You can do this by projecting onto the two orthogonal vectors in the product space that have the second factor equal to the unchanged vector:
res =
KroneckerProduct[{{a}, {b}}, {{c}, {d}}] /. {a -> e, b -> f}
(* ==> {{c e}, {d e}, {c f}, {d f}} *)
p1 = KroneckerProduct[{{1}, {0}}, {{c}, {d}}/(c^2 + d^2)];
p2 = KroneckerProduct[{{0}, {1}}, {{c}, {d}}/(c^2 + d^2)]
(* ==> {{0}, {0}, {c/(c^2 + d^2)}, {d/(c^2 + d^2)}} *)
projector = {{1}, {0}}.Transpose[p1] + {{0}, {1}}.Transpose[p2]
(*
==> {{c/(c^2 + d^2), d/(c^2 + d^2), 0, 0}, {0, 0, c/(c^2 + d^2),
d/(c^2 + d^2)}}
*)
Simplify[projector.res]
(* ==> {{e}, {f}} *)
Here res
is the vector in the product space that you start with.

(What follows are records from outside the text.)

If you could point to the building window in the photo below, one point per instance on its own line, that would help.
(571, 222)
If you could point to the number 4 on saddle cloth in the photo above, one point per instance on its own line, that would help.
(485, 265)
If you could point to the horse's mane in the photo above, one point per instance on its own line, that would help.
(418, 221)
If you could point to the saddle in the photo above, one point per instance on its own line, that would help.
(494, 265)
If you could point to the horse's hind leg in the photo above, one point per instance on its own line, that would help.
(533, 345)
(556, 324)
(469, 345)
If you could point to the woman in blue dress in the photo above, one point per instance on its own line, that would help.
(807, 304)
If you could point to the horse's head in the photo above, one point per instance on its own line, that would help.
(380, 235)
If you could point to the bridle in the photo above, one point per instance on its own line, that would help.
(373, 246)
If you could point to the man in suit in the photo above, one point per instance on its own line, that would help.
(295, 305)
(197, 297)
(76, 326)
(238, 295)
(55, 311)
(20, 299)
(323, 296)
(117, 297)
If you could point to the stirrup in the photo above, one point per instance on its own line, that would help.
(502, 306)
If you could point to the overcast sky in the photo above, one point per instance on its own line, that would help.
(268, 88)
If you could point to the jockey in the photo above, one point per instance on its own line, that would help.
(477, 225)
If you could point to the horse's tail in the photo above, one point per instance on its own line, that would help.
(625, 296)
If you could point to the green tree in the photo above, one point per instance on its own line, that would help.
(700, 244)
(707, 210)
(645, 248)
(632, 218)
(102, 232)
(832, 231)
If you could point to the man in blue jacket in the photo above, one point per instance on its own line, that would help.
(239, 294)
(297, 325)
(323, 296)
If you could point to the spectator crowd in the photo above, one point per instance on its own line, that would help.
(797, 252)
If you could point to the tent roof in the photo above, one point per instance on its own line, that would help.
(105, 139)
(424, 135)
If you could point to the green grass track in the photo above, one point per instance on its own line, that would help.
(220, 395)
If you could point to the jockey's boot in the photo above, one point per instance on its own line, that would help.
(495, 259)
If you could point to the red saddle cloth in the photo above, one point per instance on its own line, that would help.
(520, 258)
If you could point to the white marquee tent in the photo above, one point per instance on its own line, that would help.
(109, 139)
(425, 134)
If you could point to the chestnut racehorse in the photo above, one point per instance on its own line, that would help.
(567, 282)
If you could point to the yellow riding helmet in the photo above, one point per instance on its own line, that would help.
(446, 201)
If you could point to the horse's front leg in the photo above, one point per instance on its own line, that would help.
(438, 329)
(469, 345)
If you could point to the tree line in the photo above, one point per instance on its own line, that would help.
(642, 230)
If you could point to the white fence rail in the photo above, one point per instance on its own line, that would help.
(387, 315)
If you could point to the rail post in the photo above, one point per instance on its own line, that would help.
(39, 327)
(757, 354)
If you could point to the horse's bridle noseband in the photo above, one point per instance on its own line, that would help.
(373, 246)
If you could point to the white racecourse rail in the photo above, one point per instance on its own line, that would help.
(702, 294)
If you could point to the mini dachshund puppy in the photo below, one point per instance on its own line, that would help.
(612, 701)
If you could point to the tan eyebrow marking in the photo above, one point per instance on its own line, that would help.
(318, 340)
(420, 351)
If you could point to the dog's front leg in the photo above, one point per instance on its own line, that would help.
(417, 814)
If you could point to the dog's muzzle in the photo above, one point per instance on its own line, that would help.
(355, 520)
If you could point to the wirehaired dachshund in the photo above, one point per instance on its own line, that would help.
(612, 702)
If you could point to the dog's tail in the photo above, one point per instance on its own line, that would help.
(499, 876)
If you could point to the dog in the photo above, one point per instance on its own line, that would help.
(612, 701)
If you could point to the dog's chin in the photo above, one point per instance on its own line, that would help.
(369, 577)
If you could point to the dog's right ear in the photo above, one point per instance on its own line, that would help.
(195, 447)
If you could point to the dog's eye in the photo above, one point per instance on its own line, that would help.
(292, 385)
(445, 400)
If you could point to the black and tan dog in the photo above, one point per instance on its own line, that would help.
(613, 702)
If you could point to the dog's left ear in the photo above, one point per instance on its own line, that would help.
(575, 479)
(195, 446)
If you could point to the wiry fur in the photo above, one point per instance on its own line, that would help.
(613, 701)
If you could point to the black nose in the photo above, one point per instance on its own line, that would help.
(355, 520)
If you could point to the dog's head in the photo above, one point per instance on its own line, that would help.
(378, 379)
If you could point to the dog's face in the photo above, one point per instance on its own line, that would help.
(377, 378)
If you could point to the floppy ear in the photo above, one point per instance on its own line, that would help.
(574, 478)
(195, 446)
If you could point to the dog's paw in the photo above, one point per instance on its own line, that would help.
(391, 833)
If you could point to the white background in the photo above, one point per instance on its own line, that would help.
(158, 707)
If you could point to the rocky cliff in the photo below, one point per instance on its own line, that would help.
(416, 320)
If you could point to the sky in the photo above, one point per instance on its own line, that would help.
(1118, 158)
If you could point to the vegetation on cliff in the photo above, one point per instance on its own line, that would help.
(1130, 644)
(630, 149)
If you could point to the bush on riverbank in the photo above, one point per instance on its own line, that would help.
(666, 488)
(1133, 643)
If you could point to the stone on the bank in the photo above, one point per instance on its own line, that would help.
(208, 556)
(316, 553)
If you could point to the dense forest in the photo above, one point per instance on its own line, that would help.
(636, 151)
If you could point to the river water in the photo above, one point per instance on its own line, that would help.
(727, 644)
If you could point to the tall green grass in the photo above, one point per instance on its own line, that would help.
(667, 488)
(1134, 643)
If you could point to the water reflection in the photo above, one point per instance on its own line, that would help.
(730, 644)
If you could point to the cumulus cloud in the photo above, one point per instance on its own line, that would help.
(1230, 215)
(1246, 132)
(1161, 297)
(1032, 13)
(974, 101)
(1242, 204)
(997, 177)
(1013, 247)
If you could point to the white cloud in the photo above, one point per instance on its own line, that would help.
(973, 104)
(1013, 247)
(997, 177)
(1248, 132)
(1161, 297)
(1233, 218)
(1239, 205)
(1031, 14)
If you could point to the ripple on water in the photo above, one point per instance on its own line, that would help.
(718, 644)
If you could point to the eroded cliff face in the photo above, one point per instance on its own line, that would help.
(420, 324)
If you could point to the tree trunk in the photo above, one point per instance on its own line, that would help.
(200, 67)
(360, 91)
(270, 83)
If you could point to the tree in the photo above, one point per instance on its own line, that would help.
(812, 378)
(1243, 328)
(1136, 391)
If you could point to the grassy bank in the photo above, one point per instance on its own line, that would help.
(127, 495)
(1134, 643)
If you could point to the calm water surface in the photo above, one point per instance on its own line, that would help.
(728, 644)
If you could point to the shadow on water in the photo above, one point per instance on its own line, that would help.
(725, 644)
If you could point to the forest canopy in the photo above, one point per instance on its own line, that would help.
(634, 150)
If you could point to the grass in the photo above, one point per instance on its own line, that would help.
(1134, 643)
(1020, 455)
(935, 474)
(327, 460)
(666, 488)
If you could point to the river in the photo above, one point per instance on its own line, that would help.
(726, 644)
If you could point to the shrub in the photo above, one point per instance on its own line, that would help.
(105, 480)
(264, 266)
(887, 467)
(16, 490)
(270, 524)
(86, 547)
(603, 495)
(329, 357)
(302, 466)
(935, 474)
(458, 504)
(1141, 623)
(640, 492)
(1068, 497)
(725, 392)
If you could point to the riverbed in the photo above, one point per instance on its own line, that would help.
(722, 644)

We want to extract the coefficients e
and f
, knowing they were created by a KroneckerProduct
. Since the vector containing c
and d
is unchanged in the calculation, I define a properly normalized vector {{c}, {d}}/(c^2 + d^2)
(which in the products p1
, p2
would yield unity when dotted into res
with a=1
, b=0
or vice versa) and use it to find the coefficients we're looking for by projecting the 4D vector res
onto the product of that unit vector with the two canonical unit vectors in the space of the first factor. These two 4D vectors are p1
and p2
. The application of these two projections can be turned into a single matrix projector
that multiplies the amplitudes along the directions of p1
and p2
by the unit vectors in the first space to which they correspond.